Il comma 2-bis, secondo cui “Per i compensi di cui al comma 1, le disposizioni di cui ai commi precedenti si applicano sull’ammontare che eccede l’importo corrispondente alla parte fissa della retribuzione”, ha inequivocabilmente inciso sulla base imponibile, individuandola non più (come già nel comma 1) nei “compensi a questo titolo, che eccedono il triplo della parte fissa della retribuzione”, ma nell'”ammontare che eccede l’importo corrispondente alla parte fissa della retribuzione”. Viceversa, lo stesso comma 2-bis non ha modificato il presupposto (oggettivo e soggettivo) dell’imposizione già disciplinato dal comma 1, che infatti richiama espressamente, nei limiti del fatto economico preso in considerazione dal legislatore (“Per i compensi di cui al comma 1…”).

Poiché, invariato il presupposto dell’imposizione nelle sue connotazioni soggettive ed oggettive, il comma 1 ed il comma 2-bis regolano diversamente la base imponibile (rispettivamente identificandola nell’eccedenza del triplo della parte fissa della retribuzione e nell’eccedenza pura e semplice della parte fissa della retribuzione), si è quindi evidenziata tra le due disposizioni, nei limiti cronologici in cui sia ipotizzabile una loro contemporanea vigenza – ovvero relativamente ai compensi corrisposti a decorrere dal 17 luglio 2011- un’incompatibilità che comporta, ai sensi dell’art. 15 delle preleggi, l’abrogazione tacita, in parte qua, del precedente comma 1 da parte del nuovo comma 2-bis dell’art. 33 del D.L. n. 78 del 2010.

3. Concludendo, il ricorso deve essere accolto; la sentenza va cassata. Non risultando necessari ulteriori accertamenti di fatto, questa Corte di legittimità può decidere nel merito, ai sensi dell’art. 384, secondo comma, c.p.c., rigettando l’originario ricorso proposto dal contribuente fondato sull’assenza del presupposto oggettivo.

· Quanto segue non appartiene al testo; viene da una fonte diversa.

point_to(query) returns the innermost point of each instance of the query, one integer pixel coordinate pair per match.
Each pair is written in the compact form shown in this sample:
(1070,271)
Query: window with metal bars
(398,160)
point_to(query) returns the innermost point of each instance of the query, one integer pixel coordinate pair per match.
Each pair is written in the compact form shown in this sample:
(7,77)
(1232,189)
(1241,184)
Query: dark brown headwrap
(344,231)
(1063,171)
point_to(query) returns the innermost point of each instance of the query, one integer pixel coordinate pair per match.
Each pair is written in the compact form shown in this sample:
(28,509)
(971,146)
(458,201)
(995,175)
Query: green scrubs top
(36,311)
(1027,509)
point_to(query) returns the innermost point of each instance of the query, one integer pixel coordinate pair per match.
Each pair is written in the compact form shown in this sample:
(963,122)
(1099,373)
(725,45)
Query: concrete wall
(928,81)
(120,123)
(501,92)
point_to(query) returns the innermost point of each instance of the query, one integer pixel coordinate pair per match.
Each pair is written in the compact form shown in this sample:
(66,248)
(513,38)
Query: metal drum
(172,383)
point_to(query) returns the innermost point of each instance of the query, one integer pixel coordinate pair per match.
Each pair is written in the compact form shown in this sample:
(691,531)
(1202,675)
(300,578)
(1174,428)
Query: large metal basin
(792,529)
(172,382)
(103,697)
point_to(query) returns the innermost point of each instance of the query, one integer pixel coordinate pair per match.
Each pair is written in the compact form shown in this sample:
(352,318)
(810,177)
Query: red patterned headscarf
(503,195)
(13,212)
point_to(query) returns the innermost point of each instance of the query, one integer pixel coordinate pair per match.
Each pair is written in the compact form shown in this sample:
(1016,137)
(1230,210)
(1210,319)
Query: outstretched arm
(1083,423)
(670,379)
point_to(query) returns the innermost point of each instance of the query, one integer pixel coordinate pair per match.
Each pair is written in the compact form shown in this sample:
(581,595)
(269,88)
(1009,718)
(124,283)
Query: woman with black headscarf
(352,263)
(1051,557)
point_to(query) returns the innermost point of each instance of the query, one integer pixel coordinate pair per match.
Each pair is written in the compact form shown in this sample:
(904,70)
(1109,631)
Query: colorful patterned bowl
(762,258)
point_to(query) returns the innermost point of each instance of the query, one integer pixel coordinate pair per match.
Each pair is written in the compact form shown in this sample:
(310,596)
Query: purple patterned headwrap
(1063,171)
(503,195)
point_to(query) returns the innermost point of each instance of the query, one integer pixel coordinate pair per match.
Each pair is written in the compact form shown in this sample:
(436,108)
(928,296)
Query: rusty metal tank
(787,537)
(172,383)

4. In ragione dell’incertezza della questione, del contrasto giurisprudenziale e dell’assenza di precedenti di legittimità alla data del giudizio del merito, le relative spese possono compensarsi mentre le spese del giudizio di legittimità seguono la soccombenza.

 

P.Q.M.

La Corte accoglie il ricorso; cassa la sentenza impugnata e, decidendo nel merito, rigetta il ricorso originario del contribuente; compensa le spese dei giudizi di merito e condanna No.Ma. al pagamento delle spese del giudizio di legittimità in favore dell’Agenzia delle entrate, spese che liquida in Euro 4.200,00, oltre spese prenotate a debito.

Così deciso in Roma, il 10 settembre 2025.

Depositato in Cancelleria il 6 ottobre 2025.